Perspective of a lurking layman (who prefers subinterpreters):
Subinterpreters can provide most users with solid support for parallelism - not the maximum CPython could provide, but still reasonably good (IMO). Free threading goes all the way and extends support to that additional X% of use cases that may call for it.
The subinterpreter effort goes with the grain of CPython’s original, relatively simple GIL-based design. From what I gather, a lot of the work to make subinterpreters possible has not only improved CPython’s general performance and embeddability, but has also boosted the code’s quality and maintainability. Future work in this area will likely continue to align with the design and provide additional broad benefits that are independent of parallelism (faster interpreter startup, faster module loading).
Free threading (necessarily?) goes against the grain of CPython’s design. The work represents a very complex engineering effort that significantly raises the barrier to entry for contributors.
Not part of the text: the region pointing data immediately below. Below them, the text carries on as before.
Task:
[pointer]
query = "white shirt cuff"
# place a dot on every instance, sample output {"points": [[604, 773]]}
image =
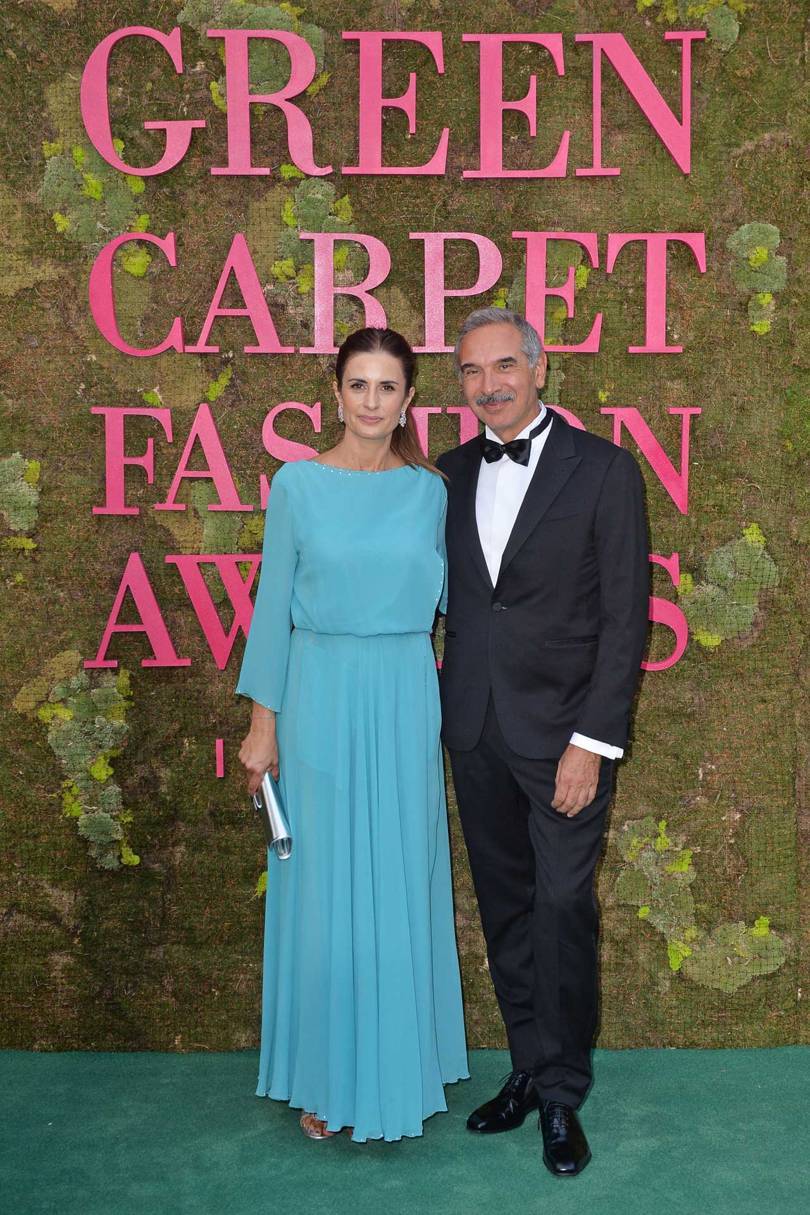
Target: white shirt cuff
{"points": [[600, 749]]}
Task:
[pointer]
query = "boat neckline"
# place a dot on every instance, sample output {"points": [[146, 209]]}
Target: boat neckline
{"points": [[357, 472]]}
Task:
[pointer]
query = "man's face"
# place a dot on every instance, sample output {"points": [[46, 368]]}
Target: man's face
{"points": [[497, 380]]}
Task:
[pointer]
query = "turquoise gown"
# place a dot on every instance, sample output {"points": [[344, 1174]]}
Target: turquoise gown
{"points": [[362, 1019]]}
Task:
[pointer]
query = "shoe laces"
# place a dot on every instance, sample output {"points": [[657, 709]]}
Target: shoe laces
{"points": [[558, 1115], [514, 1081]]}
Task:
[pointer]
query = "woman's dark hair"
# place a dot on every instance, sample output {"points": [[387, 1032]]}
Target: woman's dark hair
{"points": [[405, 440]]}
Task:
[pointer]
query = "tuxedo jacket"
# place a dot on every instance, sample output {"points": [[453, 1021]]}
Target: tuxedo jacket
{"points": [[559, 639]]}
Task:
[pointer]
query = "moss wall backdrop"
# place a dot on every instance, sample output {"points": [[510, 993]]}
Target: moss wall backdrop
{"points": [[131, 872]]}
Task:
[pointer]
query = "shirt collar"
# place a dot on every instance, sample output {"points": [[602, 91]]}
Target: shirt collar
{"points": [[525, 433]]}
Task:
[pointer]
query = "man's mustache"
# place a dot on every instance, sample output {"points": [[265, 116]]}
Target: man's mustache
{"points": [[494, 397]]}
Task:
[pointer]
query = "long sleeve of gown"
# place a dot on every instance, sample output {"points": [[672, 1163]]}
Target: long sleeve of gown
{"points": [[441, 544], [264, 665]]}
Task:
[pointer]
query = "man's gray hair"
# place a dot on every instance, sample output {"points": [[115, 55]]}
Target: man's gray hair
{"points": [[531, 343]]}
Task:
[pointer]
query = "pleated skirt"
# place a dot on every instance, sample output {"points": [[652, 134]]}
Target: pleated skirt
{"points": [[362, 1019]]}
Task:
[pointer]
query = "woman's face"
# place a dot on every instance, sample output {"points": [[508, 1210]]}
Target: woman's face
{"points": [[373, 394]]}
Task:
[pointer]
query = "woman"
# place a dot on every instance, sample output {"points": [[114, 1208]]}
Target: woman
{"points": [[362, 1019]]}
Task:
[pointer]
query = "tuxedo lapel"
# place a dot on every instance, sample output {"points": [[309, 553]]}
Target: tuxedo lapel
{"points": [[470, 523], [556, 463]]}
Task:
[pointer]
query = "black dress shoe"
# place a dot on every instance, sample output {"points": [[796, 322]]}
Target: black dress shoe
{"points": [[508, 1109], [565, 1147]]}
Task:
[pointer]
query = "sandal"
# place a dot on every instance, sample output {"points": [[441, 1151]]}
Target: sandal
{"points": [[315, 1128]]}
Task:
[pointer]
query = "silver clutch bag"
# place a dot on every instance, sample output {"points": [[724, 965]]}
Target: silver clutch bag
{"points": [[267, 801]]}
And because the original design can’t be completely shed (due to API/ABI backward compat) the result will be a hybrid under constant friction that seems unlikely to ever reach a clean, coherent state (like a system built for free threading from the start).
Does reaching that added X% justify the “carrying cost” of CPython free threading? I don’t know, but from the outside the cost seems pretty high.
I think free-threading should be viewed (and communicated) as elevating CPython to a better baseline, not as a solution for parallelism, similar to how musl conforms to spec closer than glibc. I feel that the GIL deviates reality from typical Python programmers’ expectation, even if it allows for specific shortcuts.
This means any actual solutions for parallelism would be built on top of free-threading, testing it as a fact of life. I think a modern language should not be requiring devs to use primitives such as locks to achieve consistency in parallelised apps, but instead be using more intelligent mechanisms (such as async, dependency graphs, etc).
Note this is less about the language and more about the ecosystem of libraries available (not necessarily the standard library, either, though the concurrent.futures module already provides a bunch of useful functionality that can be sufficient in the simple cases).
I am curious as to why this discussion is here.PEP-703 indicates the PEP category post as the appropriate venue. What are the intended audience and particpants for this dicussion thread?